How can I use iOS Chrome's "Open in" feature on iOS with PDF behind secured website or with a large data URL?

TheSoftwareJedi picture TheSoftwareJedi · Jun 4, 2018 · Viewed 7.2k times · Source

I'm working on a website which serves PDF files (generated on the fly) for viewing and downloading by the user. The user needs to save these, sign them (using any 3rd party PDF app), then upload them. For this particular question we are focused on the handing off of the PDF from Chrome on iOS to a 3rd party PDF application.

On an unsecured, public website viewing a PDF from a public link such as this IRS form works fine. You can view it, then press "Open in..." in the bottom right and choose another application. The other application will receive the URL of the PDF and open it fine.

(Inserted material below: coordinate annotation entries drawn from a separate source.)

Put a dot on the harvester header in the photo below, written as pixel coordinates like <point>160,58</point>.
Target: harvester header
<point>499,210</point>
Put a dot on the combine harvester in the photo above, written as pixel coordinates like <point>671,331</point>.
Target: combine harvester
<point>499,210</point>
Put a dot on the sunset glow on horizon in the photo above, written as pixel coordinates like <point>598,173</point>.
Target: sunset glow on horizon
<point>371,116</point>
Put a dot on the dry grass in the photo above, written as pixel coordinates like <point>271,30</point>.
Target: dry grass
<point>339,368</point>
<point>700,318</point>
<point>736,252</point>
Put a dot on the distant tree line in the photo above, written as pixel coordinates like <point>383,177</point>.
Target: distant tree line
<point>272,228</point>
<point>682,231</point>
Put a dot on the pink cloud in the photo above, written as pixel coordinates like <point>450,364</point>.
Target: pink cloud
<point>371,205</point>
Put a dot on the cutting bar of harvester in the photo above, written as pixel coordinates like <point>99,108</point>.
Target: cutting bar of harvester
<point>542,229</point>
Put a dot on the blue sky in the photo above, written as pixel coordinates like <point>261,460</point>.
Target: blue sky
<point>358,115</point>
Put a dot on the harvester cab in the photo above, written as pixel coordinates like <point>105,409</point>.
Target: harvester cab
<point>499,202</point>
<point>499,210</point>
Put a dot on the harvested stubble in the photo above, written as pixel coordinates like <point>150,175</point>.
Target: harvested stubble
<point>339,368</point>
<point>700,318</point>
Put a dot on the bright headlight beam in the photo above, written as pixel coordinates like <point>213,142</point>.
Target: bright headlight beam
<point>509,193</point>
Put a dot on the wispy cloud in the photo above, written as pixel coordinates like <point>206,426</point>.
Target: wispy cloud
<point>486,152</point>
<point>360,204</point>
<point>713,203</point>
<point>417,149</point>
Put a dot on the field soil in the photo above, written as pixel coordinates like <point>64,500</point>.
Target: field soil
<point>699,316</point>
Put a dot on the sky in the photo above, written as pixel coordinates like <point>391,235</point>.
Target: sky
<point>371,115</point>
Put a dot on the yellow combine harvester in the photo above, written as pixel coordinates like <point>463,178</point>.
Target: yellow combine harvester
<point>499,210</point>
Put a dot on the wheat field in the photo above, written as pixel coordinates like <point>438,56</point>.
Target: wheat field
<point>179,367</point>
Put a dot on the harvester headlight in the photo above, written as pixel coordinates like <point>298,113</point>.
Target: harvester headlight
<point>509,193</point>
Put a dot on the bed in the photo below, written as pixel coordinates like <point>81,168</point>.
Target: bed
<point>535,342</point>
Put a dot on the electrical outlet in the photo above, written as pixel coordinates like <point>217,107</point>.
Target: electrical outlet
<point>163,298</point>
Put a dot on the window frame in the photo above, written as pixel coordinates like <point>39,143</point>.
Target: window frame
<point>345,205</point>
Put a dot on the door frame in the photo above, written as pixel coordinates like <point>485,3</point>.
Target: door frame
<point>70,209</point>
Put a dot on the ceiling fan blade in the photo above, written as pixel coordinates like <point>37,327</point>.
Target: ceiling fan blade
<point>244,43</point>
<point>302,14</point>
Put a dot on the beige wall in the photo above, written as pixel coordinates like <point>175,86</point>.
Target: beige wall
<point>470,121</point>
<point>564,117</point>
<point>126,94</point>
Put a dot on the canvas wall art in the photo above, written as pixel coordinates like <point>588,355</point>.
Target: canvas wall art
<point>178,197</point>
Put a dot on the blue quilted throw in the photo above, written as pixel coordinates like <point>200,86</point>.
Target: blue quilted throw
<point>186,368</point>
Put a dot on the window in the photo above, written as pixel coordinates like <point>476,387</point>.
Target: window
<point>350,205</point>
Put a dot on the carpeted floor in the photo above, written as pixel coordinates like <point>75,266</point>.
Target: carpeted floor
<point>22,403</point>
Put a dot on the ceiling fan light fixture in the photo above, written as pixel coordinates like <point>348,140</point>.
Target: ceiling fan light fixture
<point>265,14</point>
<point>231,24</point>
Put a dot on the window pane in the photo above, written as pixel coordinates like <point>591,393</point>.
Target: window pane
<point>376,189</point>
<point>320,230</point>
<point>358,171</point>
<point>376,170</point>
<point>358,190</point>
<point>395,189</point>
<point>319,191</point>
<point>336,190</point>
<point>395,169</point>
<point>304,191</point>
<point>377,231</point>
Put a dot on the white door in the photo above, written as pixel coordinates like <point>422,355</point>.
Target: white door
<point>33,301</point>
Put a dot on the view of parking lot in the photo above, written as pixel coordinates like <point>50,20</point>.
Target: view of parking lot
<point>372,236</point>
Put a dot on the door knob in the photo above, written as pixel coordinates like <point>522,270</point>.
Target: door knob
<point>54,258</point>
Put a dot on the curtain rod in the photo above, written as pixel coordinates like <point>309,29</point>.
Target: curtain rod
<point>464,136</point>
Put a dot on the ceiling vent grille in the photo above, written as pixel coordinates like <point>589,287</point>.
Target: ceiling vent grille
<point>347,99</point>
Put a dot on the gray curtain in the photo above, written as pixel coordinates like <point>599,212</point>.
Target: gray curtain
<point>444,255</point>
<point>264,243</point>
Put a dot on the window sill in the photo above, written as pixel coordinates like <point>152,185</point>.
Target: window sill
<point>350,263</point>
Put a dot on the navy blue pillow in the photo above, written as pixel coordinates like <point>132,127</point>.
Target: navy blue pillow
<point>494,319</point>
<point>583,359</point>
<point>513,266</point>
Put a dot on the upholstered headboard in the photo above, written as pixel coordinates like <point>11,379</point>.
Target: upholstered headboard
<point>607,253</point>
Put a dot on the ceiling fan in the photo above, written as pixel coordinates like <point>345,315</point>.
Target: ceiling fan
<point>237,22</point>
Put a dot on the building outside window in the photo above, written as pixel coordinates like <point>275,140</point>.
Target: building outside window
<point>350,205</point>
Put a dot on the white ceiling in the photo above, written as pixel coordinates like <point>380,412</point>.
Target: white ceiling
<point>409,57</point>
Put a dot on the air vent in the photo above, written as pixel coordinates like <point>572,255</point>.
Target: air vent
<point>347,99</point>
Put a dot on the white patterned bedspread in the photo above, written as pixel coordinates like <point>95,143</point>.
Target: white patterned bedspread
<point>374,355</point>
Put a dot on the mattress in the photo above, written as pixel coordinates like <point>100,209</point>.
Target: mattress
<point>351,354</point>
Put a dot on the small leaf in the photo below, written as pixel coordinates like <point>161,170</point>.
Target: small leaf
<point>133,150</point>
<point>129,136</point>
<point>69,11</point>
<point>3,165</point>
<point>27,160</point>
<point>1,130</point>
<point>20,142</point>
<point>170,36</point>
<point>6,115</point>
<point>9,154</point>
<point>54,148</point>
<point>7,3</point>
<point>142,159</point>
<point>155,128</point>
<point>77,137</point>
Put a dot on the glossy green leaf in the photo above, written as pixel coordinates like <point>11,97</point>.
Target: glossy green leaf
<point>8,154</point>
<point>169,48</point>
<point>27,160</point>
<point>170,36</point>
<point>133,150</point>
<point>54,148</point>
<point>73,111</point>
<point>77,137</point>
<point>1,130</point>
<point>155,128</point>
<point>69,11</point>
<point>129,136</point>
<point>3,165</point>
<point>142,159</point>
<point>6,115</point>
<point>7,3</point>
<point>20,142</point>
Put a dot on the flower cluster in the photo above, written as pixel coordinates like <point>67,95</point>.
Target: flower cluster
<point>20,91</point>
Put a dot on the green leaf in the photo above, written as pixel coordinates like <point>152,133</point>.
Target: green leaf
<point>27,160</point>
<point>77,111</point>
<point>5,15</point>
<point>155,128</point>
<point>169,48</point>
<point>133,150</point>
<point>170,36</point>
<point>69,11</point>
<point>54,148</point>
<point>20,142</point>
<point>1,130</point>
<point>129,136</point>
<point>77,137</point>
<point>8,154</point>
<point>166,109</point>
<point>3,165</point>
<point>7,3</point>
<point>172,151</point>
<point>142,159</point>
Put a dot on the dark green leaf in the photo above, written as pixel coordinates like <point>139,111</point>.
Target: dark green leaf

However, on a secured website, the hand-off does not happen correctly. After pressing "Open in..." in the bottom right on the PDF and choosing the 3rd party PDF app, the other app will receive the URL but not the cookies required to maintain session state. Therefore when it downloads the PDF it gets the login page of the website. Different applications handle this different but for instance, Google Drive will save the login page as a corrupt PDF file. Note that this works fine in Safari, the issue is with iOS Chrome.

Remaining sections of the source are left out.